Lancashire county councillors will have been keenly aware of the political heat associated with fracking when they refused two applications to use the technology during the course of the past week.

They had seen protesters mass outside their offices and received letters warning that they would be held personally accountable for harm arising from any consent.

How big a part this played in their decision to reject both applications, one of them against officers' advice, only they will know. Their verdict has been hailed in some quarters as evidence of local government's ability to resist pressure from central government, which has said it is "going all out for shale", as well as from big business.

No other mineral planning authority, however, is likely to set much store by the decisions until they have been tested at appeal. The applicant in both cases, the energy company Cuadrilla, has said it is considering such a challenge. If Lancashire County Council were to lose an appeal, and pick up an even bigger legal bill than it already faces in the process, fracking applicants may find that their path to planning permission across the country suddenly becomes much smoother.

The county council took 15 months to reach these decisions, much longer than the 16 weeks set out in government guidelines. These delays have fuelled suggestions that decisions on the application of what the government sees as a nationally important new source of energy should not be left to local bodies. Some would like to see fracking brought into the nationally significant infrastructure project (NSIP) regime.
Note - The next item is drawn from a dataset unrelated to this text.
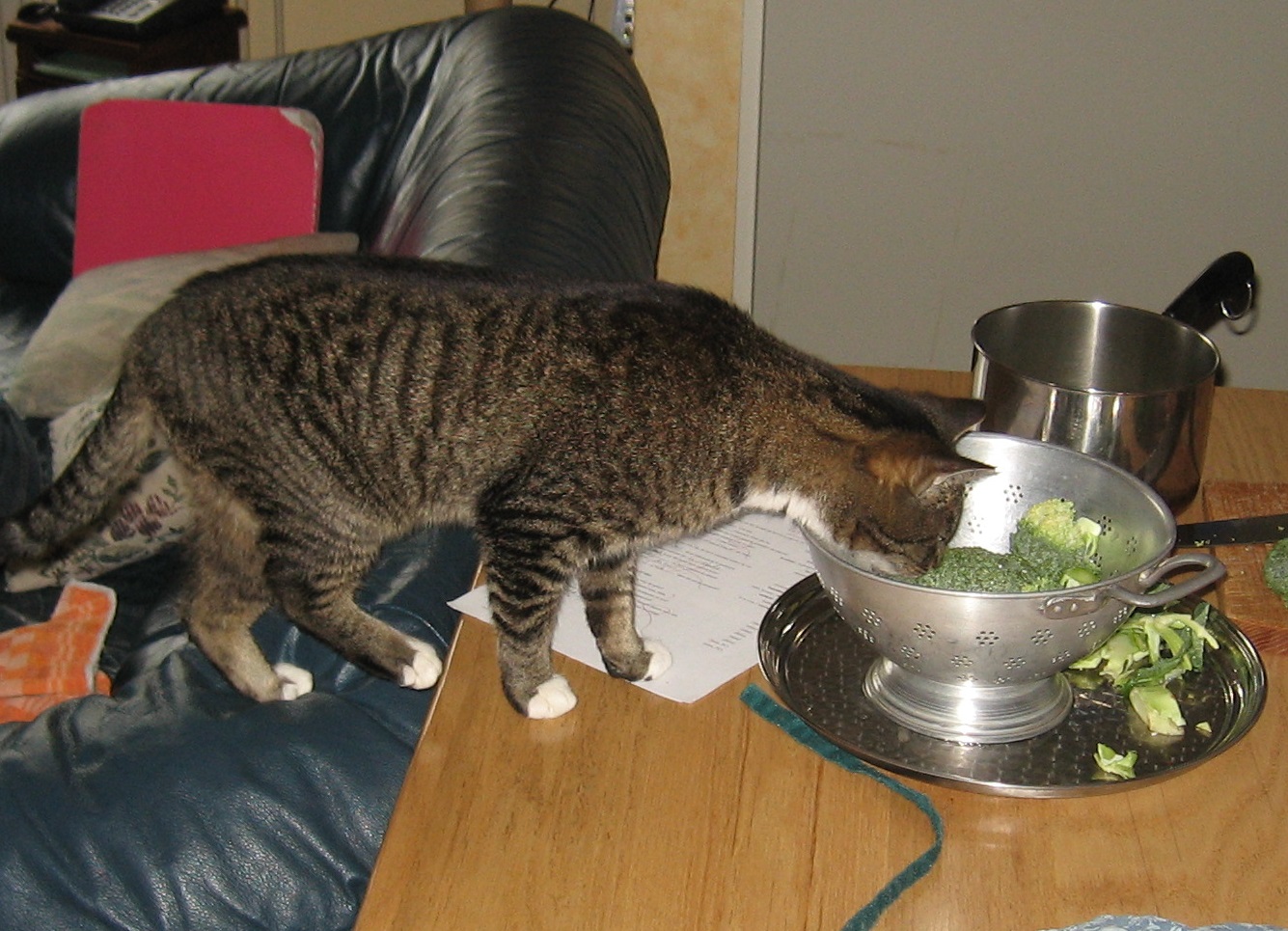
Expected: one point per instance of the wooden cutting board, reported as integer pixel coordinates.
(1243, 595)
But central government has shown little appetite to grab a hot potato from the mineral planning authorities. Westminster sources were quoted this week as saying that the "quasi-judicial" planning process must be left to run its course. This suggests that personal intervention in decisions by the secretary of state is unlikely, as is classification of fracking projects as NSIPs.

Leaving clarification of the environment for fracking applications to conventional planning processes will take time. Some have suggested that it could be another two years before verdicts on appeals against the two Lancashire refusals are reached. But removing mineral planning authorities' decision-making powers on such a controversial technology at this stage would be a draconian step that would only further poison the debate. Better surely to accept that the system needs to be given the chance, through appeals and court challenges, to show how it will treat fracking.

This does not necessarily mean blocking the progress of the technology while a verdict on the appeals is awaited. The onshore gas industry will no doubt have taken encouragement that none of Lancashire's reasons for refusal were fracking-specific - the applications were turned down on grounds such as noise or landscape impact, rather than due to concerns frequently cited by protesters such as water pollution or earthquake risk. Onshore oil and gas firms say that more fracking applications will be made shortly. So planning battles over the technology have only just begun.